Let $\phi: G \to H$ be a surjective homomorphism and let $\psi: F \to H$ be a homomorphism with $F$ a free group with basis X. Prove that there exists a homomorphism $\varphi: F \to G$ such that $\phi \circ \varphi = \psi$.
This is what I did so far:
Let $g \in F(X)$ with $g = x_1^{\epsilon_1} x_2^{\epsilon_2} ... x_n^{\epsilon_n}$ with $\epsilon_n \in {\pm 1}$ then every element $g' \in G$ can be expressed as $\varphi(g) = g'$, because F(X) is a free group. Thus $\varphi$ is surjective.
$\varphi$ is a homomorphism because let $g, h \in F(X)$ with $g= x_1 x_2 .. x_n y_1 y_2 ... y_m$ and $h = y_m^{-1} y_{m-1}^{-1}... y_1^{-1} x_{n+1} x_{n+2}... x_{k}$. Then $\varphi(gh) = \varphi(x_1 x_2 .. x_n x_{n+1} ... x_{k}) = \varphi(x_1 .. x_n y_1 ... y_m y_m^{-1} .. y_1^{-1} x_{n+1} ... x_k) = \varphi(g) \varphi(h)$.
We have now two consecutive surjective homomorphisms so that $\phi \circ \varphi = \psi$.

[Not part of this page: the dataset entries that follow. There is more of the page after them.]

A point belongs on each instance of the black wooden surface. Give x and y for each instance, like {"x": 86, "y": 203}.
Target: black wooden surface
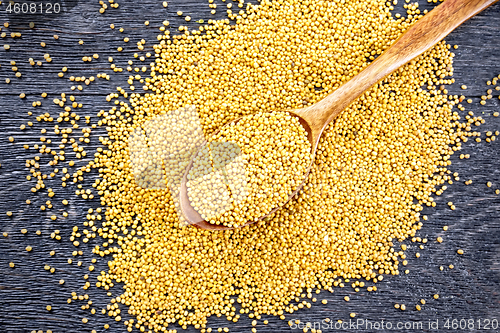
{"x": 469, "y": 291}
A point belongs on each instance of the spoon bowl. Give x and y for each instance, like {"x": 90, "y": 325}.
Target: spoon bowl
{"x": 194, "y": 218}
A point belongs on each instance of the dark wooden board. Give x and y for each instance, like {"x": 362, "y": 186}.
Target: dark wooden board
{"x": 470, "y": 291}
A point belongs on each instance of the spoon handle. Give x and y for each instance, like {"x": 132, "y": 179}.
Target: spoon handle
{"x": 420, "y": 37}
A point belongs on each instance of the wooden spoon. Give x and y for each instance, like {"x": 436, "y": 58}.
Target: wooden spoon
{"x": 420, "y": 37}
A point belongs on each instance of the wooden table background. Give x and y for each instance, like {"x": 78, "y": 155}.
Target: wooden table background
{"x": 469, "y": 291}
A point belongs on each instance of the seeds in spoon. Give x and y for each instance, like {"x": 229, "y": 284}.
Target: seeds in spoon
{"x": 249, "y": 168}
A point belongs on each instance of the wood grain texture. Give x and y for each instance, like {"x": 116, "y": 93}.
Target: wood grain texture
{"x": 470, "y": 290}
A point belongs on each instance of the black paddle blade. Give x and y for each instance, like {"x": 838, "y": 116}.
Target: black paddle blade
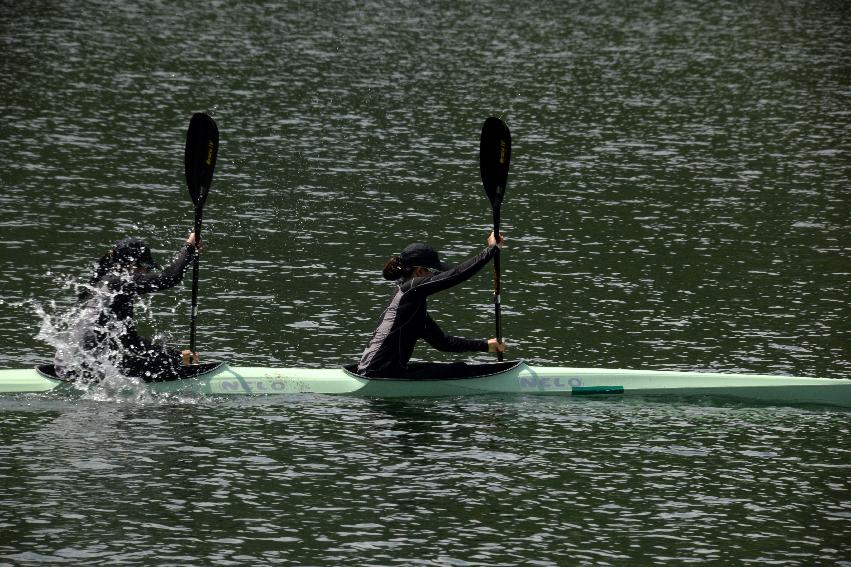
{"x": 494, "y": 157}
{"x": 202, "y": 147}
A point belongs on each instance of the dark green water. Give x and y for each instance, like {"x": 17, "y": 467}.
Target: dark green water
{"x": 678, "y": 199}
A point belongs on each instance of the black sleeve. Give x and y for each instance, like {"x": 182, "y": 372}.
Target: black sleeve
{"x": 435, "y": 336}
{"x": 170, "y": 276}
{"x": 432, "y": 284}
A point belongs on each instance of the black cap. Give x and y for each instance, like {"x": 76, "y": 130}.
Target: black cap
{"x": 134, "y": 250}
{"x": 421, "y": 254}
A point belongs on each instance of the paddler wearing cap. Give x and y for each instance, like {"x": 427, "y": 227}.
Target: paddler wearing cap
{"x": 105, "y": 311}
{"x": 419, "y": 273}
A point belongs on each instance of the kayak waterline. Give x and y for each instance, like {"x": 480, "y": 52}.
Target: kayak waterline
{"x": 438, "y": 379}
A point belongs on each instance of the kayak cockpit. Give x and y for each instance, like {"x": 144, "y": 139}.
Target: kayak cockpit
{"x": 422, "y": 371}
{"x": 165, "y": 375}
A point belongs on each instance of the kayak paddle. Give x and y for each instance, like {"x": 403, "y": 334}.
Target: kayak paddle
{"x": 494, "y": 157}
{"x": 202, "y": 147}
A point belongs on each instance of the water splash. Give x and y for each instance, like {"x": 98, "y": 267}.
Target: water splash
{"x": 79, "y": 336}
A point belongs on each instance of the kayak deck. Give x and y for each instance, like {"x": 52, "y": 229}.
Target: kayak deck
{"x": 506, "y": 378}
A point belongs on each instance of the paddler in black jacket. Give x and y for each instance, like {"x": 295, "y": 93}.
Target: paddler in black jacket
{"x": 105, "y": 329}
{"x": 419, "y": 273}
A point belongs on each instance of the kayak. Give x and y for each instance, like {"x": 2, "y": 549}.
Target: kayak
{"x": 454, "y": 379}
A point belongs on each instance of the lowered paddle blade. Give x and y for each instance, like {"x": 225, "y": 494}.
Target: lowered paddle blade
{"x": 494, "y": 158}
{"x": 202, "y": 148}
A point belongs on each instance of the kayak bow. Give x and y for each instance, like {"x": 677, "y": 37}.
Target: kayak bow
{"x": 464, "y": 379}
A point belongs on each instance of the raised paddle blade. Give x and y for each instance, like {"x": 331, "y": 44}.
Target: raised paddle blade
{"x": 202, "y": 147}
{"x": 494, "y": 157}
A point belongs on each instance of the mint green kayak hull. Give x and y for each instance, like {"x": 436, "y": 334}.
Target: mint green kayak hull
{"x": 519, "y": 379}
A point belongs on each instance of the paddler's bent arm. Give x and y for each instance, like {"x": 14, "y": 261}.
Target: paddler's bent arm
{"x": 462, "y": 272}
{"x": 170, "y": 276}
{"x": 435, "y": 336}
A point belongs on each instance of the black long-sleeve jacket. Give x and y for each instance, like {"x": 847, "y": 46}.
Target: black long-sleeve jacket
{"x": 406, "y": 320}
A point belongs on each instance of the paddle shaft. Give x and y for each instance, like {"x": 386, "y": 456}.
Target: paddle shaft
{"x": 195, "y": 269}
{"x": 497, "y": 284}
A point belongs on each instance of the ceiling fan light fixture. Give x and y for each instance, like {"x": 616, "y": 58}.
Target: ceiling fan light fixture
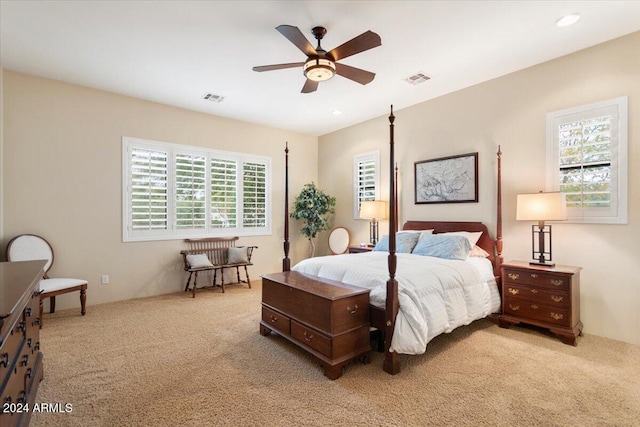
{"x": 319, "y": 69}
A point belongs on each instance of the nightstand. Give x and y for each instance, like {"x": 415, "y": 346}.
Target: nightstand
{"x": 548, "y": 297}
{"x": 359, "y": 249}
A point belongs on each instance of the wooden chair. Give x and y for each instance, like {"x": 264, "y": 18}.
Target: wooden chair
{"x": 28, "y": 247}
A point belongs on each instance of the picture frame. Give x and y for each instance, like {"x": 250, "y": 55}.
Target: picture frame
{"x": 452, "y": 179}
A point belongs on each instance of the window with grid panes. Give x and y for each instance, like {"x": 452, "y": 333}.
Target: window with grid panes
{"x": 587, "y": 160}
{"x": 366, "y": 179}
{"x": 173, "y": 191}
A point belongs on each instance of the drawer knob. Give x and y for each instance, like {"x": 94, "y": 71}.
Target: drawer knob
{"x": 4, "y": 360}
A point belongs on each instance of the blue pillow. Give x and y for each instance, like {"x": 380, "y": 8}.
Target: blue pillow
{"x": 441, "y": 246}
{"x": 405, "y": 242}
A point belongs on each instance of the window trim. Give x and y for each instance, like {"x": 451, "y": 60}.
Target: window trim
{"x": 371, "y": 156}
{"x": 618, "y": 212}
{"x": 172, "y": 232}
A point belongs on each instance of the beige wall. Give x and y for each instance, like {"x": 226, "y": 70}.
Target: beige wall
{"x": 62, "y": 179}
{"x": 510, "y": 111}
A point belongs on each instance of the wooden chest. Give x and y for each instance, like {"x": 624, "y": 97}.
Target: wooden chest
{"x": 542, "y": 296}
{"x": 326, "y": 318}
{"x": 20, "y": 356}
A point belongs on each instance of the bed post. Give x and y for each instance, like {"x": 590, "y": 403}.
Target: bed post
{"x": 499, "y": 258}
{"x": 391, "y": 363}
{"x": 286, "y": 262}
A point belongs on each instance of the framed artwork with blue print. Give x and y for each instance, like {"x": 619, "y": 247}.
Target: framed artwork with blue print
{"x": 451, "y": 179}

Now my questions to this problem:
Is it the right idea to show that we have to consecutive surjective homomorphisms in order to prove $\phi \circ \varphi = \psi$?

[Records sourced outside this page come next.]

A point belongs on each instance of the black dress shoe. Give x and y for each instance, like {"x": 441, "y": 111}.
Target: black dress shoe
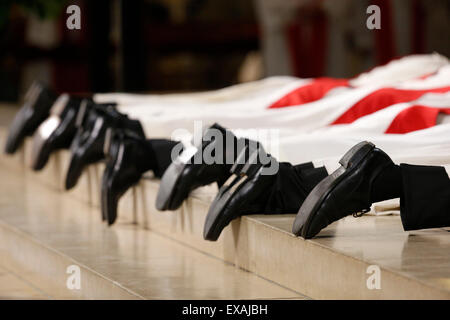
{"x": 189, "y": 171}
{"x": 35, "y": 110}
{"x": 57, "y": 131}
{"x": 245, "y": 192}
{"x": 346, "y": 191}
{"x": 88, "y": 143}
{"x": 128, "y": 156}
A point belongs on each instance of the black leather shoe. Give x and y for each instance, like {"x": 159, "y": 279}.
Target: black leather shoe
{"x": 57, "y": 131}
{"x": 88, "y": 143}
{"x": 244, "y": 193}
{"x": 35, "y": 110}
{"x": 128, "y": 156}
{"x": 346, "y": 191}
{"x": 189, "y": 171}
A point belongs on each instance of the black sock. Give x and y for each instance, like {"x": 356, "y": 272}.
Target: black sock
{"x": 291, "y": 186}
{"x": 388, "y": 184}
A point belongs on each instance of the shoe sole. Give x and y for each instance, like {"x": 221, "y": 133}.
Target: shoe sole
{"x": 216, "y": 221}
{"x": 321, "y": 192}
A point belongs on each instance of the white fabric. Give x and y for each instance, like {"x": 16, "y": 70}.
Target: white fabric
{"x": 159, "y": 121}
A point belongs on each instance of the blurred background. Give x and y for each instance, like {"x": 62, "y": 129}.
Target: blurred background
{"x": 192, "y": 45}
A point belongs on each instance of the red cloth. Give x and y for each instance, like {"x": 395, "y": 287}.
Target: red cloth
{"x": 316, "y": 90}
{"x": 381, "y": 99}
{"x": 415, "y": 118}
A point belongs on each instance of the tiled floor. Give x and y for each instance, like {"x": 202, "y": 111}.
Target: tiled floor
{"x": 13, "y": 286}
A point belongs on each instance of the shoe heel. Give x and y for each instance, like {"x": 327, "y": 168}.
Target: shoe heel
{"x": 356, "y": 154}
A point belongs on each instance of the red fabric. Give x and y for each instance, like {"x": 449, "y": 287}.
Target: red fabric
{"x": 316, "y": 90}
{"x": 381, "y": 99}
{"x": 415, "y": 118}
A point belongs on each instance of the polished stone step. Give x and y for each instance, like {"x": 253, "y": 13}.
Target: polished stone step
{"x": 335, "y": 265}
{"x": 47, "y": 233}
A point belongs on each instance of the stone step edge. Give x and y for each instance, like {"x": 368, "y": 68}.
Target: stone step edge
{"x": 52, "y": 265}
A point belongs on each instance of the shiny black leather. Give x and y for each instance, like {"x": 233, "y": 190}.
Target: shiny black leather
{"x": 245, "y": 192}
{"x": 87, "y": 145}
{"x": 128, "y": 156}
{"x": 183, "y": 176}
{"x": 34, "y": 111}
{"x": 346, "y": 191}
{"x": 57, "y": 131}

Is it enough to say that $F(X)$ is a free group and because of this every element in $G$ can be expressed as $\varphi(g)$ with $g \in F(X)$?
For each $x\in X$, choose $y_x\in G$ so that $\phi(y_x)=\psi(x)$. (I guess you need the Axiom of Choice for this if $X$ is infinite.) Extend the map $x\mapsto y_x$ to a homomorphism $\varphi:F\to G$. Since the homomorphisms $\psi$ and $\phi\circ\varphi$ agree on $X$, they are identical.
(There is no reason to expect $\varphi$ to be surjective; $G$ could even have higher cardinality than $F$.)